Issue Two: Sufficiency of the Evidence

[16] Finally, Gerron argues that the State failed to present sufficient evidence to show that he committed murder, a felony. When reviewing a claim of sufficiency of the evidence, we do not reweigh the evidence or judge the credibility of the witnesses. Jackson v. State, 925 N.E.2d 369, 375 (Ind. 2010). We look only to the probative evidence supporting the judgment and the reasonable inferences that may be drawn from that evidence to determine whether a reasonable trier of fact could conclude the defendant was guilty beyond a reasonable doubt. Id. If there is substantial evidence of probative value to support the conviction, it will not be set aside. Id. [17] To prove that Gerron committed murder, the State was required to show that Gerron knowingly or intentionally killed another human being. Ind. Code § 35-42-1-1(1) (2011). "A person engages in conduct 'knowingly' if, when he engages in the conduct, he is aware of a high probability that he is doing so." I.C. § 35-41-2-2(b). "A knowing killing may be inferred from the use of a deadly weapon in a way likely to cause death." Young v.
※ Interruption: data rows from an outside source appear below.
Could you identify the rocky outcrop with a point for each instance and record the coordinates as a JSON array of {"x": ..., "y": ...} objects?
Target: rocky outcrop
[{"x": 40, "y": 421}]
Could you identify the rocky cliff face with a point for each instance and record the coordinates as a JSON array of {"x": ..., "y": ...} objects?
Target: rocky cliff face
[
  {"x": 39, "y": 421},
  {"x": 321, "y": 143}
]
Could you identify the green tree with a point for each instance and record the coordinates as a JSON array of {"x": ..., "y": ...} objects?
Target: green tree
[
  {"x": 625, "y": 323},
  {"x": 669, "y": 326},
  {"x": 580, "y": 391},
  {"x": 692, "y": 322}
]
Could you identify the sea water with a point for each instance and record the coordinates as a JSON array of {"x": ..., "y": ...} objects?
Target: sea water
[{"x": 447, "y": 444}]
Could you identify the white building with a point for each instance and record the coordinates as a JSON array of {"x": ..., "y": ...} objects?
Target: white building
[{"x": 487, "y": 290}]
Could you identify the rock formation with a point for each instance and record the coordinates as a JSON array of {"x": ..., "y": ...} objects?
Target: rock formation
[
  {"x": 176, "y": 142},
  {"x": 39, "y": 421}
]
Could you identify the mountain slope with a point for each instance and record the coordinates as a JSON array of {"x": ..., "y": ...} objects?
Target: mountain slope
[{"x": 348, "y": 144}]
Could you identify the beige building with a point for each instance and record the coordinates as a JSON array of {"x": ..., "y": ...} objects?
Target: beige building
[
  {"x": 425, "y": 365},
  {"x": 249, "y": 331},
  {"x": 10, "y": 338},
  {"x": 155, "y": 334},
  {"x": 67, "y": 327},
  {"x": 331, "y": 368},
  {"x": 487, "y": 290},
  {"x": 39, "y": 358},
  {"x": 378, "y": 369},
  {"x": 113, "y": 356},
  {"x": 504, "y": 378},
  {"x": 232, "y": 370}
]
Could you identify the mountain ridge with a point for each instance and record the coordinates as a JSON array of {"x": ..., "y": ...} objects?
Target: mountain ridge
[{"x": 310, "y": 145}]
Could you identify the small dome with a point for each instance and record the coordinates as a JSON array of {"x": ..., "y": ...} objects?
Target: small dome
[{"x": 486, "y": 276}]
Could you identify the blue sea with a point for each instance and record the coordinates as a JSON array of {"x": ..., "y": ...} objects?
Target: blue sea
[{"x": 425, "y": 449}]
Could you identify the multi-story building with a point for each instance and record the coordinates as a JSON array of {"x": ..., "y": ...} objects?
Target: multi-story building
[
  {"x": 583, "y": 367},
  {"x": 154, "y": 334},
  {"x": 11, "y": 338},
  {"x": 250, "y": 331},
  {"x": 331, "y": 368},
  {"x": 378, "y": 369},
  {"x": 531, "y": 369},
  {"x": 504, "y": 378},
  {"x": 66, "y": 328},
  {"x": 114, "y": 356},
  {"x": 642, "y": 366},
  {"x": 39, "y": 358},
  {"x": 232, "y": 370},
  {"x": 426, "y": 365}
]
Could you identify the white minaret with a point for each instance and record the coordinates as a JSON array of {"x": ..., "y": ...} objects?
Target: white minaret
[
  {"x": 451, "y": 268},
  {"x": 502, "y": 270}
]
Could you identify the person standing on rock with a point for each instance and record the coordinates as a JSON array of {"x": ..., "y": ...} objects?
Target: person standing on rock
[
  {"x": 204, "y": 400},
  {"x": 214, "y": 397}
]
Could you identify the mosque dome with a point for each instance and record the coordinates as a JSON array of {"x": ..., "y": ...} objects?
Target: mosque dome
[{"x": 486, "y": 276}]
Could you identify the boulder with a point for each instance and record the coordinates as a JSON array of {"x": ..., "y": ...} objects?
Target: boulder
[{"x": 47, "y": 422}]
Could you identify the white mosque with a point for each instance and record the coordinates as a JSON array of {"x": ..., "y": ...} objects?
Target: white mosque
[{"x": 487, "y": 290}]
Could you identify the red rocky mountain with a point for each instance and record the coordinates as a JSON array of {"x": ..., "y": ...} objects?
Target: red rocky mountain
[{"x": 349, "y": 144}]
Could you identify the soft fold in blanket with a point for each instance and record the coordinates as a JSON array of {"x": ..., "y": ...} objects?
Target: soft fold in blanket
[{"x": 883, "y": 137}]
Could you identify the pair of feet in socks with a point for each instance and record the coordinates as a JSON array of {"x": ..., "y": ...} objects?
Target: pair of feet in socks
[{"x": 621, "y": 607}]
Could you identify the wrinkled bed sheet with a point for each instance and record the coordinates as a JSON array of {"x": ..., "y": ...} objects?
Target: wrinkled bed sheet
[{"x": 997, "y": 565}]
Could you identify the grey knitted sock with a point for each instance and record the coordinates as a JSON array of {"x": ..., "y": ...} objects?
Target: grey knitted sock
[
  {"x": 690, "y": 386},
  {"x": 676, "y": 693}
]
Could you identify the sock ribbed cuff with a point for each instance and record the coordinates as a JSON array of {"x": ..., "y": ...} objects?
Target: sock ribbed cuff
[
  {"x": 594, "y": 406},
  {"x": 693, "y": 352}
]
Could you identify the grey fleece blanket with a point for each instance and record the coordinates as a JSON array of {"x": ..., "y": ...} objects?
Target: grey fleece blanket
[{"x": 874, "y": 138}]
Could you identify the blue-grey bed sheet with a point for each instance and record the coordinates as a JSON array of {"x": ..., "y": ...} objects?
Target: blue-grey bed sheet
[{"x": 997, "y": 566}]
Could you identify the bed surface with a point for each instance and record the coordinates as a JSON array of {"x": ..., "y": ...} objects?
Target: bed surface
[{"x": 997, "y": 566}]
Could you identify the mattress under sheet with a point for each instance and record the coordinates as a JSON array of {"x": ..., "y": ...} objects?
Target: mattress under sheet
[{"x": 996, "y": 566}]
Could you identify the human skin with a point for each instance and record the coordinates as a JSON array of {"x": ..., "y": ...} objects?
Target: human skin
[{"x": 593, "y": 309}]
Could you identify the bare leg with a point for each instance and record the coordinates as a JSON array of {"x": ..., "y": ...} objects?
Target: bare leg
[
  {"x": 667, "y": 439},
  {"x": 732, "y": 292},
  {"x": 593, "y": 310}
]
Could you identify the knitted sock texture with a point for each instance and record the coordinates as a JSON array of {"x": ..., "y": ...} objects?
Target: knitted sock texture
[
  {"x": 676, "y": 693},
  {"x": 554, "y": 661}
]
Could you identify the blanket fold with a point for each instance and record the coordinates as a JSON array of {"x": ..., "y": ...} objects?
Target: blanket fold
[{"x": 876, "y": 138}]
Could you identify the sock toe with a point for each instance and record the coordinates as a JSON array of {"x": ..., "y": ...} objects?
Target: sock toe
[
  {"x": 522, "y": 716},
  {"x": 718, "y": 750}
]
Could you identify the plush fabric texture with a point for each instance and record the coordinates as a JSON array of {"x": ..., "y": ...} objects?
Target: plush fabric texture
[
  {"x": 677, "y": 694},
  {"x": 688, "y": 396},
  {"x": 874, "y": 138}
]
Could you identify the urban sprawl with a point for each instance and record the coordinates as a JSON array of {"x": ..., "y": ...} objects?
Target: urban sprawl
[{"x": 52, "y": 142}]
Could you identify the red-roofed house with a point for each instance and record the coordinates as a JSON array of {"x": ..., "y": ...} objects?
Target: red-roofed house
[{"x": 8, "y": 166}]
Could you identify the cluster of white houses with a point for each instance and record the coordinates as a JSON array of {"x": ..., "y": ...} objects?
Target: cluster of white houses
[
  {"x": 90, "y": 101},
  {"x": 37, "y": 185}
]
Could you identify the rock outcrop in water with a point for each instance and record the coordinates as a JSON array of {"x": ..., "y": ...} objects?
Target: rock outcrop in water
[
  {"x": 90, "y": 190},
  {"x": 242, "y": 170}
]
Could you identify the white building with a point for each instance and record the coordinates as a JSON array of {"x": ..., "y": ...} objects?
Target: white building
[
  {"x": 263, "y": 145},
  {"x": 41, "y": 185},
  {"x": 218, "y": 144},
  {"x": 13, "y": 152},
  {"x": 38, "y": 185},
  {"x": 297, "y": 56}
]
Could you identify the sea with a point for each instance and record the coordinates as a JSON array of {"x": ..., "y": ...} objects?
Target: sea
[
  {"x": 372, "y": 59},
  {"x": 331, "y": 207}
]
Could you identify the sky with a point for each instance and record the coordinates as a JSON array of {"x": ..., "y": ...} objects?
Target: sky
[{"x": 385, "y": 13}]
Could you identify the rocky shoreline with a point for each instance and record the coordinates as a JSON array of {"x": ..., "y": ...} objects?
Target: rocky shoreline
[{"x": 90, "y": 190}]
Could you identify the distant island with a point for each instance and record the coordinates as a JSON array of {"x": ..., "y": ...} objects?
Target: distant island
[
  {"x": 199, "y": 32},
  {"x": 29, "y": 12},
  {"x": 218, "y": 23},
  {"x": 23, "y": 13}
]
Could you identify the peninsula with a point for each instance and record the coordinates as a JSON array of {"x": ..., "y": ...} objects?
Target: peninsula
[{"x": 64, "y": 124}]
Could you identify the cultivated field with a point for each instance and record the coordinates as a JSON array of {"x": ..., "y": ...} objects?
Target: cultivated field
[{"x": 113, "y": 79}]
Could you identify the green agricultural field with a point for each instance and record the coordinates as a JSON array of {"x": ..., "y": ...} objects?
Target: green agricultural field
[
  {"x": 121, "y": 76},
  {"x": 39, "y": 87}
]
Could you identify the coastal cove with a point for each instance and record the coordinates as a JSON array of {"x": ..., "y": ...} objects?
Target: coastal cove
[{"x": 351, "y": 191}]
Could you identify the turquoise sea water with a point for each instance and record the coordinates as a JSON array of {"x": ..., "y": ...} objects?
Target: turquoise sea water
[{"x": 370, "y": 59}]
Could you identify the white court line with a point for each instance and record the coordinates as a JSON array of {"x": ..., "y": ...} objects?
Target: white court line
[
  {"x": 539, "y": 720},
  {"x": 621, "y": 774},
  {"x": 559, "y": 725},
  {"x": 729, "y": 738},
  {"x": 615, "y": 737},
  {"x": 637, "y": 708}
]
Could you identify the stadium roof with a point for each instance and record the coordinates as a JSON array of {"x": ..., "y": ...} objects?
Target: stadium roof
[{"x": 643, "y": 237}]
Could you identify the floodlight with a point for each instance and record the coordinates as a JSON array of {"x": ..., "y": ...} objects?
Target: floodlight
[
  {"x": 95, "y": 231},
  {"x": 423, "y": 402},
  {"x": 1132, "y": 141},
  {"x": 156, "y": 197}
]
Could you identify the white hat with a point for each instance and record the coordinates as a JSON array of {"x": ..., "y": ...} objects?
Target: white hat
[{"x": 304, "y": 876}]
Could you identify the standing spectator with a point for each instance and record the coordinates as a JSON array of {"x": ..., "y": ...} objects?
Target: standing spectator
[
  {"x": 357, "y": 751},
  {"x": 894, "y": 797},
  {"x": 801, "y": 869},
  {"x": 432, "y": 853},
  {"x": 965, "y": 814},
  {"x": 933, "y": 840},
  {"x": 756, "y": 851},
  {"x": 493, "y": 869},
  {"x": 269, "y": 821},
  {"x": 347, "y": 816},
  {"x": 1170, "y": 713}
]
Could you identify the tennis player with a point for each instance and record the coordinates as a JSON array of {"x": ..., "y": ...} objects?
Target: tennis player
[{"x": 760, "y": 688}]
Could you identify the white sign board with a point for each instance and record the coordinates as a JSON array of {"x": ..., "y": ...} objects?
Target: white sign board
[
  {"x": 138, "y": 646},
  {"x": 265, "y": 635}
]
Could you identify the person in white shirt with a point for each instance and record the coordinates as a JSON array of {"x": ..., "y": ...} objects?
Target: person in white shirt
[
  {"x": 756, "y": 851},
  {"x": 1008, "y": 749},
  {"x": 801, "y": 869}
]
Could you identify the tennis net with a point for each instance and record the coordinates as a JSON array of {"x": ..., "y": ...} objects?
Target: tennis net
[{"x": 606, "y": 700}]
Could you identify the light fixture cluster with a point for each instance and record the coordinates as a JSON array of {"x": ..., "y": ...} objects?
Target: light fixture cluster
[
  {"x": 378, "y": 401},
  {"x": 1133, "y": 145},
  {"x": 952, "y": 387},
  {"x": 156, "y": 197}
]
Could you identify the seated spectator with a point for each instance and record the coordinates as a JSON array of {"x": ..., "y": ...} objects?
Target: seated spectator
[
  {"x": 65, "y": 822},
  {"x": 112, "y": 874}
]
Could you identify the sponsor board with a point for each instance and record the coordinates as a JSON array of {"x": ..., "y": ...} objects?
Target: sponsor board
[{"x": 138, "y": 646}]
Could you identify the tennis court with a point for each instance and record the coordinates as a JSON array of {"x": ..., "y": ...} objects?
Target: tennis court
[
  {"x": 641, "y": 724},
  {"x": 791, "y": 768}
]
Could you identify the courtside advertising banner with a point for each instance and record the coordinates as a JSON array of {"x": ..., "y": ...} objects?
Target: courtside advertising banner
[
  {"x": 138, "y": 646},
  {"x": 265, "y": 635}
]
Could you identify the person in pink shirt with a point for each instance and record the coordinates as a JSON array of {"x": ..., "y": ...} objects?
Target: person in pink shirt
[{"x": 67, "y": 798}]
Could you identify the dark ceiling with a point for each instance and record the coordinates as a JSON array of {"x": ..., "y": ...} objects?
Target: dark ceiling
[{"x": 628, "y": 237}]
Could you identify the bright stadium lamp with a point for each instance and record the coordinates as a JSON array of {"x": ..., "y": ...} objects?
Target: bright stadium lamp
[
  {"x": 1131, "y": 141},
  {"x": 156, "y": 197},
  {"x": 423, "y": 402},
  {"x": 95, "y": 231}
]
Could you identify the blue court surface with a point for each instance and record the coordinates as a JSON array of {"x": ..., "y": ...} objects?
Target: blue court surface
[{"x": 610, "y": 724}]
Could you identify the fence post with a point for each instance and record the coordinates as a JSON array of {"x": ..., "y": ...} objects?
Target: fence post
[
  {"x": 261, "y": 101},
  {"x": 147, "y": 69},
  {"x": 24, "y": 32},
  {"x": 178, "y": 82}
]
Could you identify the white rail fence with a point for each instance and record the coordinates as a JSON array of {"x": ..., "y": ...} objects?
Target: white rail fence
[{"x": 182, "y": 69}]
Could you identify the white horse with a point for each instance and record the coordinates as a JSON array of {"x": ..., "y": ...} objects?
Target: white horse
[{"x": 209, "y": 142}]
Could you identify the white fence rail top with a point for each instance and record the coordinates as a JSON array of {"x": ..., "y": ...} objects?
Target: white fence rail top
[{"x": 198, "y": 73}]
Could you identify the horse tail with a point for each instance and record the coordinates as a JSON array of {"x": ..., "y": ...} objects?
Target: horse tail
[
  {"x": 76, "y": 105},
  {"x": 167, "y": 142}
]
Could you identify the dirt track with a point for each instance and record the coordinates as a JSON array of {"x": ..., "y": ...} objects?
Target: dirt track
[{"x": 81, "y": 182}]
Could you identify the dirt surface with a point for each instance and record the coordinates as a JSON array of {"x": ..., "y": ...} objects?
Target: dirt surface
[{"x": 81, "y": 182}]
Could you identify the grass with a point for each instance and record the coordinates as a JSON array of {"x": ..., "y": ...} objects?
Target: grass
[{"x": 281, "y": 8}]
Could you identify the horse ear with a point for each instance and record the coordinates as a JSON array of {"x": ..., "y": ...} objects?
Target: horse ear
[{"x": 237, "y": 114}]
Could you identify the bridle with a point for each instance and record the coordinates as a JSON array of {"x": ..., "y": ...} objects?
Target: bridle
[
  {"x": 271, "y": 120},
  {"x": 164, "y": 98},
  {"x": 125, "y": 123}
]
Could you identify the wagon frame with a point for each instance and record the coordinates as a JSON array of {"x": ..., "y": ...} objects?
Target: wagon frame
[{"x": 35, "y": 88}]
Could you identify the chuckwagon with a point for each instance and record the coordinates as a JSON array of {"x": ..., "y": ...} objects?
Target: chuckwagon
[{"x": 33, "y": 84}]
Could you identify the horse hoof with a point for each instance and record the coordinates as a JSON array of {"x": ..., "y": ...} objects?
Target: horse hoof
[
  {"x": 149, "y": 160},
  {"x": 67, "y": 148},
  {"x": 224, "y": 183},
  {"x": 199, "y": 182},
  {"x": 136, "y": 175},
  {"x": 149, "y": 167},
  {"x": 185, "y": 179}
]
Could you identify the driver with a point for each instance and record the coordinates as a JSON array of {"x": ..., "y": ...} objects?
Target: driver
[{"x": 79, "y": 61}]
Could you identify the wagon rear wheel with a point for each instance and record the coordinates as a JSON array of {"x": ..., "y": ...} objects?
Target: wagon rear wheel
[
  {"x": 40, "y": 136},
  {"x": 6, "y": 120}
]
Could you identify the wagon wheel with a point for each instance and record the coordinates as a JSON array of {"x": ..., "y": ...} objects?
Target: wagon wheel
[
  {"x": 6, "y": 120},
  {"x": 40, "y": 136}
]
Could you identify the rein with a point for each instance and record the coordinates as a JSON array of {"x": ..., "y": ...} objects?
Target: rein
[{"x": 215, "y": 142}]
State, 761 N.E.2d 387, 389 (Ind. 2002). [18] According to Gerron, "[t]he State failed to present any evidence that Gerron knew . . . that when he fired three shots blindly down a hill into a crowd . . . that there was a high probability [N. Hodges] would die." Appellant's Br. at 20. We cannot agree. A reasonable trier of fact could readily conclude that Gerron knowingly killed N. Hodges when he fired a deadly weapon into a crowd. See Young, 761 N.E.2d at 389. Moreover, the State's evidence demonstrated that Gerron had a .38 caliber firearm on his person at the party. The State's evidence further demonstrated that, immediately before the shooting, Gerron had started his moped "in[ ]case somethin[g] happened," Tr. Vol. III at 101, and that, immediately after the shooting, several witnesses observed him fleeing the scene while saying he had fired his gun into the crowd And, later that night, when he learned of N. Hodges' death, Gerron asked for bleach to wash his hands. [19] The State presented sufficient evidence to show that Gerron knowingly killed N. Hodges. We affirm his conviction for murder, a felony. [20] Affirmed. Crone, J., and Pyle, J., concur.